SNM guerrillas attacked the northern Somali towns of Hargeisa, Burao, and Erigabo and Berbera. Government troops moved to retake territory and Barre requested US military aid. The US airlifted military supplies to government troops, who bombarded civilian urban areas. An estimated 50,000 persons—many of whom were women and children—were killed, and 450,000 refugees fled to Ethiopia. During the hostilities which followed, government troops gradually lost control of the countryside. In 1989, clashes intensified as the military fired upon civilians leaving a mosque in Mogadishu, resulting in 450 persons dead. Hostilities accelerated as other clans in the south and the Hawiye clan in the Mogadishu area joined the growing opposition.
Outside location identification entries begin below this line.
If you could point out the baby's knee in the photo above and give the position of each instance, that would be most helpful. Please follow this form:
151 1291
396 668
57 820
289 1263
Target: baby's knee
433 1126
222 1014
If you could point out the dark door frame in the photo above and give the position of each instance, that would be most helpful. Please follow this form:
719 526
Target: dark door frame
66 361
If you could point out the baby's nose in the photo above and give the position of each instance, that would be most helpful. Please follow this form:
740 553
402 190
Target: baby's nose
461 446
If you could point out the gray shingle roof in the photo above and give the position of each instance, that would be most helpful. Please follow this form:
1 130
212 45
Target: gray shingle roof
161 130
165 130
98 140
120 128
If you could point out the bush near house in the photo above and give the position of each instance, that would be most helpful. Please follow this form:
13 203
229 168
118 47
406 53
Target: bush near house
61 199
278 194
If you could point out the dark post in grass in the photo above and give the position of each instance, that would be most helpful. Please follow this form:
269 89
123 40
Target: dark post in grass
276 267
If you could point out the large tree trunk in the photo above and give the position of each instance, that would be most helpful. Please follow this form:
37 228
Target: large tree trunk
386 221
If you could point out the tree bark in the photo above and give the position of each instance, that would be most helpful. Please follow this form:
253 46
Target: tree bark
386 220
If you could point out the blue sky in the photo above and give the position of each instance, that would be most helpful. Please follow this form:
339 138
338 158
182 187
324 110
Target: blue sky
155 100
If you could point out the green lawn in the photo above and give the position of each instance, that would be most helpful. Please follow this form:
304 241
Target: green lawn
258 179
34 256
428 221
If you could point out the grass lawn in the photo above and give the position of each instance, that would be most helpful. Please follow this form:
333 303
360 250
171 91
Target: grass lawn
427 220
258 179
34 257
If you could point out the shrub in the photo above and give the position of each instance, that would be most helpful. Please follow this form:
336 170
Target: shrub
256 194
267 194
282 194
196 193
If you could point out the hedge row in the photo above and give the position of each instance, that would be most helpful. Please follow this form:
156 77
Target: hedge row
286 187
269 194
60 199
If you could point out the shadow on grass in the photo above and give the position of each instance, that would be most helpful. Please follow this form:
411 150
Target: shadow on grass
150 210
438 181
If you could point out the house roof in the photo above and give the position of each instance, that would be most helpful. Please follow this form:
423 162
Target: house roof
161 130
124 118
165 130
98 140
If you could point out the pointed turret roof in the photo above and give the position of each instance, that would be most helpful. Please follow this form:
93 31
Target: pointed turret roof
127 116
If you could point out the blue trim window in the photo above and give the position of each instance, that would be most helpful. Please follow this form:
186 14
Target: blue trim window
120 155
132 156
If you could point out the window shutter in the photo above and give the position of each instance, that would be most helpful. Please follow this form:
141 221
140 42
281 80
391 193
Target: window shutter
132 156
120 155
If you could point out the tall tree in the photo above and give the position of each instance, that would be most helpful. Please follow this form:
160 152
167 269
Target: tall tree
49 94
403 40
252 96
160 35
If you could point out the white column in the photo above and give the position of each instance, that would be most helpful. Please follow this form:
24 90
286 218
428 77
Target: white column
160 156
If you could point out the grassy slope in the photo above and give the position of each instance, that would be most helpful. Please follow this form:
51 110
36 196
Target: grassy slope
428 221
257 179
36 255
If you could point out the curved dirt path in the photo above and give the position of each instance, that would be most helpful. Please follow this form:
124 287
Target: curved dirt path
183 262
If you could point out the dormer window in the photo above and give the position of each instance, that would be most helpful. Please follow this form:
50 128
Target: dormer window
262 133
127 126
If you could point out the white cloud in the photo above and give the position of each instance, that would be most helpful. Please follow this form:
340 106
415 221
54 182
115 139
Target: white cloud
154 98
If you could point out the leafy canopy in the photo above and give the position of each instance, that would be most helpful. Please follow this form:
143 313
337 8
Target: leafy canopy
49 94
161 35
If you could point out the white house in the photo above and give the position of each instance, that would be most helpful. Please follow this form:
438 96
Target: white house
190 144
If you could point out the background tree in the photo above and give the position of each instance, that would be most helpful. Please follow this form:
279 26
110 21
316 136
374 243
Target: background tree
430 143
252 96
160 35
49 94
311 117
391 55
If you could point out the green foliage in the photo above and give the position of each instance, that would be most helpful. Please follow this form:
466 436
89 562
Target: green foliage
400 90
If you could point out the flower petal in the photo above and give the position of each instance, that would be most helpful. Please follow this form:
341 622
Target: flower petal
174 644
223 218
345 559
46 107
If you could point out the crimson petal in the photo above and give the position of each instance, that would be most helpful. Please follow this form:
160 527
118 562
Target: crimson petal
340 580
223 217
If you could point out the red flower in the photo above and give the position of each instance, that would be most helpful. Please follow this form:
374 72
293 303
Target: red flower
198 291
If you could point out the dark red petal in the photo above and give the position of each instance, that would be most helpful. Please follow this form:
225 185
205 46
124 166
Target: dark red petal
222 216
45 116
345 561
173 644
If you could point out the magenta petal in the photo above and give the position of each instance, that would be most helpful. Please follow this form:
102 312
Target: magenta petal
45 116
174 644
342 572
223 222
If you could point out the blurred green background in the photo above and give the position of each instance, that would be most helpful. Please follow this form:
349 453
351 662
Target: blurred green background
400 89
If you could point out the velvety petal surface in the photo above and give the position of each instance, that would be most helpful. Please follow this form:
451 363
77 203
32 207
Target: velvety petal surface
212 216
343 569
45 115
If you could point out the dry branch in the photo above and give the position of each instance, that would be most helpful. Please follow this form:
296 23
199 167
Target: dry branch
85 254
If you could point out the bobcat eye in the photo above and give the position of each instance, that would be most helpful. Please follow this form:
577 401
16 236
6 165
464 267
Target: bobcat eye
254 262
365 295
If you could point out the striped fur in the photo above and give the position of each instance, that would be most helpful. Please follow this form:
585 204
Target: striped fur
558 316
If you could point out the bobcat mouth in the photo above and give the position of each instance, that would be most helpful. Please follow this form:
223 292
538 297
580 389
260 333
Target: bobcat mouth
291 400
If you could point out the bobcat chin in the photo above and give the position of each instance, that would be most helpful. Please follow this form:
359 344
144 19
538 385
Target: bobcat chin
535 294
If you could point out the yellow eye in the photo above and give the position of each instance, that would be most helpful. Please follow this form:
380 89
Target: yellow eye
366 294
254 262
US Ambassador James Keough Bishop arrived in late 1989 and wound down US assistance programs and legitimacy for the Barre government, but too little and too late. In early 1991, the US and other embassies started to evacuate, and American Marines airlifted the last 100 Embassy officials just ahead of the arrival of hostile rebels.

Disaffected government troops shelled Mogadishu—including the new $35 million US Embassy. Finally, on Jan. 27, 1991, Mohammed S. Barre fled with his Red Berets in a convoy of tanks and military vehicles heading south toward Kismayo. He is now believed to be in his home village of Garba Harye.

Reconstructing a Nation-State

Somalia's new interim president, Ali Mahdi Mohamed, has called for free elections, although no timetable has been set for a vote. As a member of the Hawiye clan in central Somalia (United Somali Congress), he lacks the support of other key clans in the south which back the Somali Patriotic Movement and the SNM in the north. The SNM, which now controls the strategic port of Berbera, received much of its support from Ethiopia and has disdained joining a federal union without playing a decisive leadership role. The SNM has suggested that the present capital be moved to a location between Mogadishu and Hargeisa, the former capital of British Somaliland.

There is room for optimism, however. Somali culture is inherently democratic and egalitarian. Even though diplomatic and governmental infrastructures remain to be established, and security remains a significant problem, Somalis are attempting to rebuild their nation, with whatever foreign aid is available.

Making an Impact

There is general concern by most aid organizations that only humanitarian assistance be given to opposing Somali political organizations, so that conciliation attempts will have a chance. Conventional development assistance through such organizations as the World Bank and the United Nations Development Program are on hold. Other multilateral agencies such as UNICEF and the International Committee for the Red Cross will provide basic health care and related services as soon as security improves. UNHCR is planning for repatriation of large refugee populations from Somalia which are in Ethiopia and Kenya.

The dimensions of a new American and multilateral policy for foreign aid to Somalia are emerging. There is an emphasis upon humanitarian aid geared to short- and long-term human needs, apart from former Cold War strategic priorities. Herman J. Cohen, assistant secretary of state for African affairs, recently intimated that the aid pipeline might soon start to flow again, and that the American Embassy could be reopened in Mogadishu as early as October.

Somalia is an example of how US foreign policy often has been neither strategic (in a military sense) nor in the interests of the American or Somali people. In any case, US State Department spokespersons have asserted that there no longer are geopolitical stakes in the Horn of Africa.

Many legislators now recognize the need for reform of US governmental agencies, and utilization of alternative channels such as private voluntary organizations. In the absence of a domestic constituency for most categories of foreign aid, it will be difficult to obtain support unless both local and international concerns are included in the development of a "people-centered" foreign policy.

Dr. Stanley B. Andrews is director of the Division of Sponsored Research at Florida Atlantic University, Boca Raton, FL.